Third, Khamenei, despite his official protestations about neutrality, had made his choice a long time ago. His frequent hints made it clear that he wanted Ahmadinejad to stay on. Although this time, by advising people what type of candidate they should vote for, he went a little further than his usual nods and winks, but he stopped short of being blatant.

Fourth, every ‘election’ they mobilise their pasdaran, basij, hezbollahi, plain-clothed and other official thugs to intimidate people, to help in stuffing the ballot boxes, use dead people’s ID papers, and strange calculations of the votes cast.

These four measures are ‘normal’ during ‘elections’ held in the IRI.

Fraud? Yes, but why so clumsy and blatant?

It is important to bear in mind that all manner of fraud, cheating and rigging are an integral part of this bourgeois dictatorship. This regime has a three-decade history of fixing and manipulating results - starting from the way they posed the question in the referendum that approved an ‘Islamic republic’ in March 1979 to over 30 ‘presidential’, ‘parliamentary’ and local ‘elections’. According to a former ‘reformist’ MP, the people’s vote counts for just 15% of the calculations in deciding who the winner in an ‘election’ is!

This time, however, they tried to announce the result and have it endorsed by the Leader before anyone could question the numbers. Within hours of the polls closing the Interior Minster said that over 24.5 million (62.6%) of the people had voted for Ahmadinejad, the despised incumbent. Just 13.2 million (33.75%) are supposed to have voted for Mousavi. Karroubi, who four years ago had 5 million votes in the first round (against Ahmadinejad’s 5.7 million), is this time supposed to have had less than 340,000 (despite all the celebrity support)!

This result is 7 million better than Ahmadinejad had last time! The more strange aspect is that instead of the usual province-by-province declaration, which makes it easier to check the validity of the count, this time votes were declared in blocks of around five million at a time.

This lack of detail made it impossible for the other candidates to lodge their complaints.
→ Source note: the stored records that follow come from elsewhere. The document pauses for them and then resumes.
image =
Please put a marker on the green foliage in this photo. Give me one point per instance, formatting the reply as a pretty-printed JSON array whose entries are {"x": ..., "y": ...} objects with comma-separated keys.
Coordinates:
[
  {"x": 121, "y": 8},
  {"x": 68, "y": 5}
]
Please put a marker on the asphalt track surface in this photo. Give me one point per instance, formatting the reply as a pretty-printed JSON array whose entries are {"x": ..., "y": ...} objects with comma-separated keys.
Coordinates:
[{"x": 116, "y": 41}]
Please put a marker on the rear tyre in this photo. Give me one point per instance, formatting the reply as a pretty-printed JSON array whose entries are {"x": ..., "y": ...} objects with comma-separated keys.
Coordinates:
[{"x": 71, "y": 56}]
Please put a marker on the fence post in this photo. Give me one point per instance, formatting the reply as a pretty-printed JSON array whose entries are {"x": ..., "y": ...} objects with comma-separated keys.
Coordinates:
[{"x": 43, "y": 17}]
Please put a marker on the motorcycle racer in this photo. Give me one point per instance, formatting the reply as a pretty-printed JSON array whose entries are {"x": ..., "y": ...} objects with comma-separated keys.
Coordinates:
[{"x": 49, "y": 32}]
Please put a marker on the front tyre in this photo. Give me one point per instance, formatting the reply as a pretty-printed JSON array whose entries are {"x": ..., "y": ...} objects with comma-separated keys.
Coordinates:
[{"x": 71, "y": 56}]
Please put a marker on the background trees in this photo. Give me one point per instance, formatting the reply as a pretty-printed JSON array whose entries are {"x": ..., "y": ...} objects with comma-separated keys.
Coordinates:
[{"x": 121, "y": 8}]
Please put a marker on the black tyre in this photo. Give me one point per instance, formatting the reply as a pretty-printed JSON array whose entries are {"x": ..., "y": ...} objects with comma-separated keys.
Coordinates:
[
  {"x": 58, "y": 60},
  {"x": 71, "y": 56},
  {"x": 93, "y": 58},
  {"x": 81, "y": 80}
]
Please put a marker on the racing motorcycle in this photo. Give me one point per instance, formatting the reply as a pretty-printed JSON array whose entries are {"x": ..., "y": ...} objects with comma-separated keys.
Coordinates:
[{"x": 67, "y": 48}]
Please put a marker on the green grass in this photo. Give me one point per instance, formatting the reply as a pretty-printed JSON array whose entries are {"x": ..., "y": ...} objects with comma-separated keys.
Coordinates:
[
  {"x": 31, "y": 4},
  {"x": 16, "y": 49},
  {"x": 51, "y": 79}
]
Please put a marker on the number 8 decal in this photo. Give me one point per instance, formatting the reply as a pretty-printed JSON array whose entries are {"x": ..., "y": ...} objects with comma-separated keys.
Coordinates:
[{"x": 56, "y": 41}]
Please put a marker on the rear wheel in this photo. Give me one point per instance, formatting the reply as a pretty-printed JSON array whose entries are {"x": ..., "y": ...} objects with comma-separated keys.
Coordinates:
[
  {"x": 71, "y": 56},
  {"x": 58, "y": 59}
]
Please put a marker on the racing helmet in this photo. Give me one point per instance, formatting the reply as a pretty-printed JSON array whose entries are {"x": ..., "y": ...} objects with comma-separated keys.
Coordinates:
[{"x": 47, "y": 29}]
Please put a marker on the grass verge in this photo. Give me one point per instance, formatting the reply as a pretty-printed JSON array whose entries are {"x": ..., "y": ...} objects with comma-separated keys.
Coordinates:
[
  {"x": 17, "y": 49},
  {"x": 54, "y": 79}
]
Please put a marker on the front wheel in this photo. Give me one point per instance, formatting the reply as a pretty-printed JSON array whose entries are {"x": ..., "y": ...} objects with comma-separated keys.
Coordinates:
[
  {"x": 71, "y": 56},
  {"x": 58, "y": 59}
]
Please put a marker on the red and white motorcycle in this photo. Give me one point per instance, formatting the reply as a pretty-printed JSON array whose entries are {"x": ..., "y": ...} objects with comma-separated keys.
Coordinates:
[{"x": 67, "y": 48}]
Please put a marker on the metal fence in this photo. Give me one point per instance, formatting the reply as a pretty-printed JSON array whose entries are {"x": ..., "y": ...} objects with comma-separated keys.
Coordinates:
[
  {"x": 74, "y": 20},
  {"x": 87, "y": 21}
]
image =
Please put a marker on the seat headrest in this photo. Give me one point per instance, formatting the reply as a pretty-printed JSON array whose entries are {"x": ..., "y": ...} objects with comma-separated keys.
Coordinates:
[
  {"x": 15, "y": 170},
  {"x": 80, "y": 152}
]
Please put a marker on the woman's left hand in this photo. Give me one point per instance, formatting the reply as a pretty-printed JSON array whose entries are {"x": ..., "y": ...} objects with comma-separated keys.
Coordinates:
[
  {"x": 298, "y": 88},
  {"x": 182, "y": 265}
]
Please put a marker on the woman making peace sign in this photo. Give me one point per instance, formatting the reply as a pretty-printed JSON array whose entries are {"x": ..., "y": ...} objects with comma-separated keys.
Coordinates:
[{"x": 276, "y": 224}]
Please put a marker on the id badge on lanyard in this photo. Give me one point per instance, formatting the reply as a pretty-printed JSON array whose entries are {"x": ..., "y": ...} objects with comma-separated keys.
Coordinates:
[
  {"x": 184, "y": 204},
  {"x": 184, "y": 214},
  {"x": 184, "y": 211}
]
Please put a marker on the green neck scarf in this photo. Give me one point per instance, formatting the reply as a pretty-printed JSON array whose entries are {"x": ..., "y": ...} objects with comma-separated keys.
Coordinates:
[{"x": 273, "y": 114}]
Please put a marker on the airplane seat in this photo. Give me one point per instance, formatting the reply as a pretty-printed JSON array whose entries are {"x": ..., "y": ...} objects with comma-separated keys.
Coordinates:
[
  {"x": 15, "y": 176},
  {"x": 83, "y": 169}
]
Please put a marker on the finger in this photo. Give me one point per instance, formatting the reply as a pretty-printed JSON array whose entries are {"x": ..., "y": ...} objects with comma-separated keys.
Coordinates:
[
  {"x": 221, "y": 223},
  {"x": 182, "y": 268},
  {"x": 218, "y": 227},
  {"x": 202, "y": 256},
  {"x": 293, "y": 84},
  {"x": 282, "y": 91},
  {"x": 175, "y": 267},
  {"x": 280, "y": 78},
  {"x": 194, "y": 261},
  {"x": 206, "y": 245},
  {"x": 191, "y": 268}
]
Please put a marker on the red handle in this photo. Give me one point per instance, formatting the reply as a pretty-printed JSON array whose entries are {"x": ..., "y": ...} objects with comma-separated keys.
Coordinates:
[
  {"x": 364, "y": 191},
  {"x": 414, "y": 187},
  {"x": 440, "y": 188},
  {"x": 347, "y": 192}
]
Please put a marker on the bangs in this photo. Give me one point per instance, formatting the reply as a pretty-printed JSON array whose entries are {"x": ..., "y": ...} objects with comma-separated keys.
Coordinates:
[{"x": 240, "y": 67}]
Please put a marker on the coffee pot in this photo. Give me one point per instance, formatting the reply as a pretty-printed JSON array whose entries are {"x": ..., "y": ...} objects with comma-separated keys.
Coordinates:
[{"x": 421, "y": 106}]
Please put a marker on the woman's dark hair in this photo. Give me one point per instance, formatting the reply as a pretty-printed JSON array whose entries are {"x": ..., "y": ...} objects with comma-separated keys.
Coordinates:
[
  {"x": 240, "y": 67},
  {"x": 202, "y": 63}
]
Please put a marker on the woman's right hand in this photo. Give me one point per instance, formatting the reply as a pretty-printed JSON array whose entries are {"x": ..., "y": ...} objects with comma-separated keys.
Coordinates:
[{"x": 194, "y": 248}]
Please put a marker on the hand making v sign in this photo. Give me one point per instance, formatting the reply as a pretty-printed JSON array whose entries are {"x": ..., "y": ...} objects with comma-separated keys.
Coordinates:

After repeated requests, and the growing pressure of the rising mass movement, the details were finally released just before the deadline (on the evening of Monday June 15). These are bizarre figures: the other three candidates do not seem to have done well even in their own home towns, or among their own ethnic groups. The vote for the ‘reformists’ - despite this high turnout (against the 66.66% of four years ago) - has collapsed and the Kurds have suddenly become enthusiastic supporters of Ahmadinejad!

This is a remarkable result in that the misguided economic policies of the past four years have brought hardship to many sections that have been part of the social base of this regime. Economic policies (such as maintaining an interest rate that is about half the inflation rate and the attempt to introduce value added tax) and the confrontational foreign policy (which has led to further sanctions and isolation) have turned the bazaar, one of the pillars of the Islamic movement and the regime, against Ahmadinejad! The urban hezbollahi poor, who were crucial in many phases of the regime’s consolidation and smashing all social movements, have been hit by the same high unemployment, the runaway inflation, privatisation, cuts in subsidies, lack of decent housing and so on, that the workers face. And here lies the key to why this time the fraud was so clumsy and blatant.